Earlier this decade, Zients played a key role in luring Major League Baseball back to Washington. In a 2004 Washington Post profile, colleagues said that as a boss he could be direct when unhappy but never disparaging.
Zients is the founder and managing partner of Portfolio Logic, an investment firm focused primarily on business and health-care service companies.
Chopra and Zients will work with Chief Information Officer Vivek Kundra, formerly chief technology officer for the District, to make government work more efficiently. When Kundra's job was announced, the chief technology officer job was mentioned, but no exact job description was given. But sources said the chief technology officer may focus more on overall technology policy while the chief information officer handles day-to-day spending and operations within agency projects.
"The goal is to give all Americans a voice in their government and ensure that they know exactly how we're spending their money -- and can hold us accountable for the results," Obama said.

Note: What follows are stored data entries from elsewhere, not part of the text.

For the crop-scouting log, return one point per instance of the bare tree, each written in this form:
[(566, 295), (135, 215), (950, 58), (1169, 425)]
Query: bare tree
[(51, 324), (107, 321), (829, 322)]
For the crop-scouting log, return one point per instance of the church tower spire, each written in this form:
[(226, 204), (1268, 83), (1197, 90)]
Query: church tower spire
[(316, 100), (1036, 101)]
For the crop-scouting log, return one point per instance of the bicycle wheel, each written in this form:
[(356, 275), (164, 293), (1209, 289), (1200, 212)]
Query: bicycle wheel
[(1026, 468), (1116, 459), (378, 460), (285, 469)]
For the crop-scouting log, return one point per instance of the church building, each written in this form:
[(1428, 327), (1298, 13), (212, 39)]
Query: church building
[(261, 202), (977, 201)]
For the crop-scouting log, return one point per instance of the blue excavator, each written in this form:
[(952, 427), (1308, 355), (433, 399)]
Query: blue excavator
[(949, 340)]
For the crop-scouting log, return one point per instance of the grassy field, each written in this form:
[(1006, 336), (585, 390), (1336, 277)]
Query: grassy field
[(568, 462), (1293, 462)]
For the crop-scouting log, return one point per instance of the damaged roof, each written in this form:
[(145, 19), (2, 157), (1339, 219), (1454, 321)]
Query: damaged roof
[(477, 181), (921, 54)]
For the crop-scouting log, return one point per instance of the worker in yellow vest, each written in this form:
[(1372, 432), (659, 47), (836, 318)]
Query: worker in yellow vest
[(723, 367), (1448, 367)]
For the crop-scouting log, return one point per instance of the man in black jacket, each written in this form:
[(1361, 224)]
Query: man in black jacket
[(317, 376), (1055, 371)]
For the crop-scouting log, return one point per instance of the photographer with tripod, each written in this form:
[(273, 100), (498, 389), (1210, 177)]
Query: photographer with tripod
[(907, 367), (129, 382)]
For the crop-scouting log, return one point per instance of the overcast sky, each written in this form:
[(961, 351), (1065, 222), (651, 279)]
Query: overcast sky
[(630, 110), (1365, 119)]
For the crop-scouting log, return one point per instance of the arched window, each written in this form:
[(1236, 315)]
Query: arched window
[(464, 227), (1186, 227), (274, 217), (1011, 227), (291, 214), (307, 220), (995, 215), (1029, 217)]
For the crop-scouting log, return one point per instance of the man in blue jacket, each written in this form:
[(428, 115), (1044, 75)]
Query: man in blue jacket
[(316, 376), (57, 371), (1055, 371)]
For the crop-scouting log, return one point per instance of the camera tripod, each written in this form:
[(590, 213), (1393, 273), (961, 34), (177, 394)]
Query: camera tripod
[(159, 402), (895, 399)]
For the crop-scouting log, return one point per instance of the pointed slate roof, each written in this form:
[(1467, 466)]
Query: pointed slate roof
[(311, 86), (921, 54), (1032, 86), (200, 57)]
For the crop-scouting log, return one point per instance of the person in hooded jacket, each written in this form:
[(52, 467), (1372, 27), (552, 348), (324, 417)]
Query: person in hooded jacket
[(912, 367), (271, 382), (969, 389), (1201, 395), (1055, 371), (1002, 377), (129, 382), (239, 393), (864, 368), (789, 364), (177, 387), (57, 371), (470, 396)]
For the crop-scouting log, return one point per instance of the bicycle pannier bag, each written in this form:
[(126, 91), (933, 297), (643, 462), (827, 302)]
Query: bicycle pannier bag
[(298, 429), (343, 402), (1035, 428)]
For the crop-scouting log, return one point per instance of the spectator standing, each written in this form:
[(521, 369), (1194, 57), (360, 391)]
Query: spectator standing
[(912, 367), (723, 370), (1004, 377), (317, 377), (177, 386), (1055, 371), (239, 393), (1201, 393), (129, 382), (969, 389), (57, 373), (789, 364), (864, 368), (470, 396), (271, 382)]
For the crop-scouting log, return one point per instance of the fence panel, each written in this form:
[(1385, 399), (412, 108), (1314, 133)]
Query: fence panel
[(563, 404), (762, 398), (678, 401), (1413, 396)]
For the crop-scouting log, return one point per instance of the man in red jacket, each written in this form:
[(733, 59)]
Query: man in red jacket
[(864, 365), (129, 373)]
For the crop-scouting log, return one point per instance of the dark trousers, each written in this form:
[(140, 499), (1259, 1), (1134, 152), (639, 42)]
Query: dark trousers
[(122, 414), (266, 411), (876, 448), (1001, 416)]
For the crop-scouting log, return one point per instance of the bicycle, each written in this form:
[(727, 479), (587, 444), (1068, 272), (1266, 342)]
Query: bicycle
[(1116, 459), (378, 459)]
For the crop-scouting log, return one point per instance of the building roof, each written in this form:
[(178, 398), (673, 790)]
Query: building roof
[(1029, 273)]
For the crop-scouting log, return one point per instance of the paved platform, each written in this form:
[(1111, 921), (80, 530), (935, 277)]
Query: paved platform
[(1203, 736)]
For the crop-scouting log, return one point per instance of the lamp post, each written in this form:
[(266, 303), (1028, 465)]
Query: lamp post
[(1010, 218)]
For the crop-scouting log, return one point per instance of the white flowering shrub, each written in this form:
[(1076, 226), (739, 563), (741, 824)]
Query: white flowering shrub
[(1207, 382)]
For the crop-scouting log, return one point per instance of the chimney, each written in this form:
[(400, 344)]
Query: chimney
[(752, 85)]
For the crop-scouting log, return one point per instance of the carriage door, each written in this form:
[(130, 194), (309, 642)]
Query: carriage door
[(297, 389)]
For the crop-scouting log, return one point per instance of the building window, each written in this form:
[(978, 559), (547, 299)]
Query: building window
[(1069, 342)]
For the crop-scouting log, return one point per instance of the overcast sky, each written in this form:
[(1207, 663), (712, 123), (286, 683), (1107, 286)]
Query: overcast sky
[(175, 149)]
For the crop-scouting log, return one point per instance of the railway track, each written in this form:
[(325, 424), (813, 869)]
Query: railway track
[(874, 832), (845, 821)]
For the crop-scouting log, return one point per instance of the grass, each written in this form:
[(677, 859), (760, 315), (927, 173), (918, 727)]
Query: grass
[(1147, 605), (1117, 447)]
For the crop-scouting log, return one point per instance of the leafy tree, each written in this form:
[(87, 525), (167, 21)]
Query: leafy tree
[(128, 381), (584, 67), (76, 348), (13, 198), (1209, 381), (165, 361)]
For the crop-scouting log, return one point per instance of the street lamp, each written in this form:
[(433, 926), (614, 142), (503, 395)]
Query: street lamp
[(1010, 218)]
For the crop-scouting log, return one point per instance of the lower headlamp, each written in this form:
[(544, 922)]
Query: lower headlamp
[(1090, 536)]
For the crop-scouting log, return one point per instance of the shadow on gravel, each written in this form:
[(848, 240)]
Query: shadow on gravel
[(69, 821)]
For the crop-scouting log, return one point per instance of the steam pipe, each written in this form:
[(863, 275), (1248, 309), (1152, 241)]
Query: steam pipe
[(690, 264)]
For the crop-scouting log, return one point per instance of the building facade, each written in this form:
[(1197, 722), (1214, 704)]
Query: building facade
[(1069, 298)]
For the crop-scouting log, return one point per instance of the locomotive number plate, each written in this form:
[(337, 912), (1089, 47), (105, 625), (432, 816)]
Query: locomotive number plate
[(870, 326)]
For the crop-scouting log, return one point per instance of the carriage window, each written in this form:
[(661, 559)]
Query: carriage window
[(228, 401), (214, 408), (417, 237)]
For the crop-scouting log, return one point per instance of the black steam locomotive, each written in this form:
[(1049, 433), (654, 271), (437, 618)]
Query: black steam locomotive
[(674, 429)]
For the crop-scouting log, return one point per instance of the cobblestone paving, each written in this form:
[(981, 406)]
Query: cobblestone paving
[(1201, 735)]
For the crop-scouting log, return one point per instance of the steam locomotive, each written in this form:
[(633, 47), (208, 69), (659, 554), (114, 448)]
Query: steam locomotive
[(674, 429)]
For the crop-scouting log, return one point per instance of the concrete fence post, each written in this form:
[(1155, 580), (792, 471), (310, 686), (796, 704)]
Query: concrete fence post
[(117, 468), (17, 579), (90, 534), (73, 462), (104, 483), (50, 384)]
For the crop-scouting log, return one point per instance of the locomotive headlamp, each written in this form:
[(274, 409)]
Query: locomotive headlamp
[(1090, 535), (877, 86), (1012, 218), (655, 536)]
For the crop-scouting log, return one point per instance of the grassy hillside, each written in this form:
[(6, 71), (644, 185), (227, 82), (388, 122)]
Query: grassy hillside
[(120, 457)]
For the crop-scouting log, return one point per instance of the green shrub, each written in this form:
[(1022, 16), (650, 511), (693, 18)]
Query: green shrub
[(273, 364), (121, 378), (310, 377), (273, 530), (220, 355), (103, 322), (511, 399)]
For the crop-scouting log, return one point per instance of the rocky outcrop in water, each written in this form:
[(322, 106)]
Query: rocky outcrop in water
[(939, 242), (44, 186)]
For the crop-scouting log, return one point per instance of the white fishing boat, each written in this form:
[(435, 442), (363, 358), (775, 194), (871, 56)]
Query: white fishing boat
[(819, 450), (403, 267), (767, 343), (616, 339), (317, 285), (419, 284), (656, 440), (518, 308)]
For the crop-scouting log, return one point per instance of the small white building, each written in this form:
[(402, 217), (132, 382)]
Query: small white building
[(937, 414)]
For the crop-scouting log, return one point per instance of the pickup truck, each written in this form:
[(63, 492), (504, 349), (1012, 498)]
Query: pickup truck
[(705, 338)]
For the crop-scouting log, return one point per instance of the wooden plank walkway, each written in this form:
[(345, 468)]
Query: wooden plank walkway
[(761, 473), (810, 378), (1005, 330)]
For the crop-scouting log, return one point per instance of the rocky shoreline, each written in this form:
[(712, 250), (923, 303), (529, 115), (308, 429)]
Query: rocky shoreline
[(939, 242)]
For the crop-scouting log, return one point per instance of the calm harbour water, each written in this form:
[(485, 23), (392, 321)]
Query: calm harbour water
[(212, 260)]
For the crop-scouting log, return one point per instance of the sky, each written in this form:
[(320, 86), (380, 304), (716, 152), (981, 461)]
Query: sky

The president also announced that he will ask all of his Cabinet members to provide specific proposals for how they plan to cut their budgets in an attempt to trim the cost of government.
Obama is under pressure to reduce government waste as he leads an unprecedented increase in overall federal spending in a bid to spark an economic recovery.
In his address, he reiterated his pledge to examine the federal budget "line by line" to find instances of waste. He said that he will soon eliminate programs that are deemed unnecessary.
"In this effort, there will be no sacred cows, and no pet projects. All across America, families are making hard choices, and it's time their government did the same," he said.